A New Approach for Evaluating the Performance of Distributed Latency-Sensitive Services

Theodoros Theodoropoulos,John Violos,Antonios Makris,Konstantinos Tserpes
2024-05-01
Abstract:Conventional latency metrics are formulated based on a broad definition of traditional monolithic services, and hence lack the capacity to address the complexities inherent in modern services and distributed computing paradigms. Consequently, their effectiveness in identifying areas for improvement is restricted, falling short of providing a comprehensive evaluation of service performance within the context of contemporary services and computing paradigms. More specifically, these metrics do not offer insights into two critical aspects of service performance: the frequency of latency surpassing specified Service Level Agreement (SLA) thresholds and the time required for latency to return to an acceptable level once the threshold is exceeded. This limitation is quite significant in the frame of contemporary latency-sensitive services, and especially immersive services that require deterministic low latency that behaves in a consistent manner. Towards addressing this limitation, the authors of this work propose 5 novel latency metrics that when leveraged alongside the conventional latency metrics manage to provide advanced insights that can be potentially used to improve service performance. The validity and usefulness of the proposed metrics in the frame of providing advanced insights into service performance is evaluated using a large-scale experiment.

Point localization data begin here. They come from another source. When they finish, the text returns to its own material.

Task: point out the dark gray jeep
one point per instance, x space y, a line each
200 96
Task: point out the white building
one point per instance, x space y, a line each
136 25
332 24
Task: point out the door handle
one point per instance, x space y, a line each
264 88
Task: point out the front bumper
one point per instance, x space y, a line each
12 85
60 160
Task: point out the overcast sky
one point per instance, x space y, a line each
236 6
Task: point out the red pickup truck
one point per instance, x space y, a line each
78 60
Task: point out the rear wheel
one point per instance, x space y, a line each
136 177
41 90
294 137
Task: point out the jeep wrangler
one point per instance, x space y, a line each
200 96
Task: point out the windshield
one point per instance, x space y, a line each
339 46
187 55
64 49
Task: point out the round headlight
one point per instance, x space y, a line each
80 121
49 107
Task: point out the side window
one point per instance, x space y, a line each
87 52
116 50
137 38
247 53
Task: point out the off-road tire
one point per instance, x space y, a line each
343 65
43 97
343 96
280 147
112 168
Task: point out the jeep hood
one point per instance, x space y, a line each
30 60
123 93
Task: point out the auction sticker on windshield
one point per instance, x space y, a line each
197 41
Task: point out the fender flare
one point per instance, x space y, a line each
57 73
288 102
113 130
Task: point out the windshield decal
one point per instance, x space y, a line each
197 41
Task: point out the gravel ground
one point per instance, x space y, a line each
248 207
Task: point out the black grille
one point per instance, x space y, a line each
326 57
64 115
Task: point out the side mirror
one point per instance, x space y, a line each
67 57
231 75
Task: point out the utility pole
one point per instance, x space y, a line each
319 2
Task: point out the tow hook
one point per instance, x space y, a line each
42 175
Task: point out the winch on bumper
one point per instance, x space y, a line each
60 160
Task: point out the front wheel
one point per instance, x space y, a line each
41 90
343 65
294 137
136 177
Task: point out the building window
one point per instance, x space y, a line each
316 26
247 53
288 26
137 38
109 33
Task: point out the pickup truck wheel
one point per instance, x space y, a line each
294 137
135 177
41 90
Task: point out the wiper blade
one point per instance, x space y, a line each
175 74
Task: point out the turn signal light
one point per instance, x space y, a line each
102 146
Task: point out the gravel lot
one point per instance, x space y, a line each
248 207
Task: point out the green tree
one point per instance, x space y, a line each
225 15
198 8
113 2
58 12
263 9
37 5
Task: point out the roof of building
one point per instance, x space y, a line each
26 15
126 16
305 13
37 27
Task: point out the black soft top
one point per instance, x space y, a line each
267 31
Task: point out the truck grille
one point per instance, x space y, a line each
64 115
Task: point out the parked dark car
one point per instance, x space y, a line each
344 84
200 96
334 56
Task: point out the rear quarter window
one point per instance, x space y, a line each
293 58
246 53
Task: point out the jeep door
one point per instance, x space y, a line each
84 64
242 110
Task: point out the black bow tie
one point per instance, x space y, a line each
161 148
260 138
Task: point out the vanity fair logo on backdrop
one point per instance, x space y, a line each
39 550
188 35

Distributed, Parallel, and Cluster Computing
What problem does this paper attempt to address?
The paper attempts to address the inadequacies of existing latency metrics in evaluating the performance of modern distributed latency-sensitive services. These traditional metrics are based on a broad definition of conventional monolithic services and fail to adequately address the complexities in modern services and distributed computing paradigms. Specifically, they have limitations in two key aspects: 1. **Inability to reflect the frequency of latency exceeding specified Service Level Agreement (SLA) thresholds**: This refers to the frequency of occurrences where latency surpasses the predetermined standards in the system. 2. **Inability to reflect the time required to recover to an acceptable level after latency exceeds the threshold**: This refers to how long it takes for the system to return to normal after the latency exceeds the threshold. These two shortcomings are particularly important for modern latency-sensitive services, especially immersive services requiring deterministic low latency (such as Extended Reality (XR) and Massively Multiplayer Mobile Games (MMG)). Therefore, the paper proposes a new approach by introducing five new latency metrics based on fault tolerance to compensate for the deficiencies of existing metrics, thereby providing deeper insights into service performance and helping to optimize service performance. These new metrics can evaluate the stability and response time of services at a more granular level, especially in the face of high loads and sudden demands.